Avevo iniziato a parlare davanti
all’assemblea dei soci desiderando spiegare, per quanto mi era possibile, i
motivi per cui non avrei potuto presentarmi come candidato alle elezioni,
adesso che il nostro vecchio presidente aveva rassegnato le proprie dimissioni
per importanti ragioni di salute. Tutti mi avevano applaudito a lungo prima
ancora che iniziassi il mio discorso, quasi che la mia elezione a presidente
fosse data per scontata, ed io avevo immaginato di inanellare i miei argomenti
provando a spiegare con quanto rincrescimento rinunciavo ad una carica di cui
non mi sentivo all’altezza e che ritenevo adatta ad una persona più giovane di
me, qualcuno che avesse l’entusiasmo necessario per portare avanti le battaglie
e proseguire con tenacia i nostri scopi.
Ma dopo le
prime parole mi era accorto di aver perso completamente il filo del discorso,
forse perché mi ero distratto, e che all’improvviso le parole, pur continuando
ad uscire dalla mia bocca, pareva come non mi appartenessero, quasi che a
parlare fosse un’altra persona al posto mio. Cercai di prendere tempo, bere un
po’ d’acqua davanti alla platea attenta, ma la chiarezza nella mia mente non
parve ritornare. Così cercai aiuto da argomenti consueti che poco avevano a che
fare con il senso di ciò che avrei voluto dire, ingarbugliando del tutto le
cose e finendo per non spiegare assolutamente niente delle mie ragioni.
La
segretaria dell’associazione allora, forse vedendomi in difficoltà, chiese
gentilmente la parola per articolare nei miei confronti una domanda semplice ed
essenziale, che riassumeva in modo chiaro ciò che l’assemblea si attendeva dal
mio intervento, ma io, al contrario di rispondere e spiegare i motivi per cui
non avrei potuto assumere la presidenza pensando addirittura di dimettermi da
qualsiasi incarico e forse abbandonare l’associazione, dissi timidamente solo:
“si…”, lasciando all’ambiguità più completa l’interpretazione di ogni cosa.

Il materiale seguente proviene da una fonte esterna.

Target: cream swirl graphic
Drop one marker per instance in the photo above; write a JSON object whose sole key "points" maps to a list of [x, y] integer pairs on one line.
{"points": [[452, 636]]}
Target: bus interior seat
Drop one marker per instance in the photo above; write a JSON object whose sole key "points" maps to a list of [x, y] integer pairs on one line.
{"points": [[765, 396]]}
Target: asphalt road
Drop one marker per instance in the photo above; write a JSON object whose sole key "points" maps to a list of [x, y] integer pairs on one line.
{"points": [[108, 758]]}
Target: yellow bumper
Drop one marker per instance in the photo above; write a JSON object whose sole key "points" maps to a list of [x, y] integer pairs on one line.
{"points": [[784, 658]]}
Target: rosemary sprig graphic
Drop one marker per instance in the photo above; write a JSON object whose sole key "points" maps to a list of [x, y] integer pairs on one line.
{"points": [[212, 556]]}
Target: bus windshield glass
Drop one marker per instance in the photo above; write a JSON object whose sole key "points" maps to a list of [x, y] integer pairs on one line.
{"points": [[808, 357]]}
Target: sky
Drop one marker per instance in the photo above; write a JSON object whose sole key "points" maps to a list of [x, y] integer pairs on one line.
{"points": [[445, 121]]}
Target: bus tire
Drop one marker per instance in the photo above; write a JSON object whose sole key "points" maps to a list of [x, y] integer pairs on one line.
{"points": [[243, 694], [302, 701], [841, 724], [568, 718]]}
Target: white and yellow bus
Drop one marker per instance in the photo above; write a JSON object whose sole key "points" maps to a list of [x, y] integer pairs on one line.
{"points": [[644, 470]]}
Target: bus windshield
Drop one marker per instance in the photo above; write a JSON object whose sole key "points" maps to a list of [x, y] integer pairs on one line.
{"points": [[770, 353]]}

L’applauso, partito spontaneo dopo una piccola perplessità, parve coprire
qualsiasi altra ragione, cancellando ogni possibile recriminazione su
quell’argomento.
Fu allora che in silenzio mi sollevai dalla sedia di
faccia alla platea, feci quattro o cinque passi malfermi per uscire da dietro
al tavolo della direzione, e d’improvviso mi lasciai andare a terra, cadendo
malamente sui gradini della pedana in mezzo ad una immediata confusione senza
pari. Fui prontamente soccorso da tutti i vicini e subito assistito da un
medico fortunatamente presente alla riunione, e persi i sensi ma solo per pochi
attimi, per poi chiedere di mia moglie, dei miei figli, quasi fossi in fin di
vita. Dopo poco arrivò anche un’ambulanza e fui trasferito in ospedale, ma non
mi ripresi se non dopo qualche giorno, quando ai medici fu evidente che le mie
capacità cerebrali erano ormai inevitabilmente compromesse. Tutti vennero a
fare visita al mio letto d’ospedale, in molti mi strinsero la mano, qualcuno
parve anche commosso, ma a nessuno venne più in mente di parlarmi della nostra
associazione, lasciandomi di fatto finalmente in pace.